先に本土にもどった共同研究者と別れて那覇のホテルに滞在中、ふと「桜坂のおでん屋」を思い出しました。5月の沖縄にしては珍しく半袖だと寒いし、滞在先のホテルから歩いて10分ほどなので丁度よいと、足早に桜坂に向かいました。記憶を辿ってたどり着いたおでん屋さんは、女将さんが亡くなったらしく、残念ながら閉店していました。
ただ、その悲しみより大きな驚きがありました。桜町社交街の「異界感」が大幅に薄れてしまっていたことです。ここ数年の間に、ハイアットリージェンシーをはじめ、大型観光ホテルが出来て人の流れが変わったこともありますが、かつて怪しいスナックが並んでいた通りが、オシャレなカフェやバー、料理店に入れ替わり、観光客や若者が集まる場所に変わっていたのです。
ただ、異界感が薄れただけで、なんとも言えない違和感を、私は肌感覚で感じはじめていました。どの程度この通りが変わったのかを確かめようと歩いていると、なんとなくすれ違う人からの視線を感じます。なんか、さっきから男の人としかすれ違っていないような……さっきから「会員制」と書いてあるバーが多いような……。

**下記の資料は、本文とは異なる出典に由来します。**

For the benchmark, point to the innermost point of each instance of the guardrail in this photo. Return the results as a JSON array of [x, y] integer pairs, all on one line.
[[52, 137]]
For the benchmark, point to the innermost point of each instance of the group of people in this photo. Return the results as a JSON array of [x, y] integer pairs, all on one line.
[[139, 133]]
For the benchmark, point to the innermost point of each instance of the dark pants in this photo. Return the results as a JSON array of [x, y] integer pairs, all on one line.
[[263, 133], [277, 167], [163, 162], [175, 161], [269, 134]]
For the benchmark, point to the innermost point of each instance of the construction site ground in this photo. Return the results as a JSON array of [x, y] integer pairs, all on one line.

スマホで店舗情報を確認してみると、「会員制」と書かれているお店は全てゲイバーでした。一帯を歩いて確認した所、30軒ほどのお店を確認することが出来ます。沖縄返還50年を迎えて、かつて米兵と沖縄女性の悲喜こもごもが繰り広げられた社交街は、ゲイタウンを中心とした若者が集まる街として再生していたのです。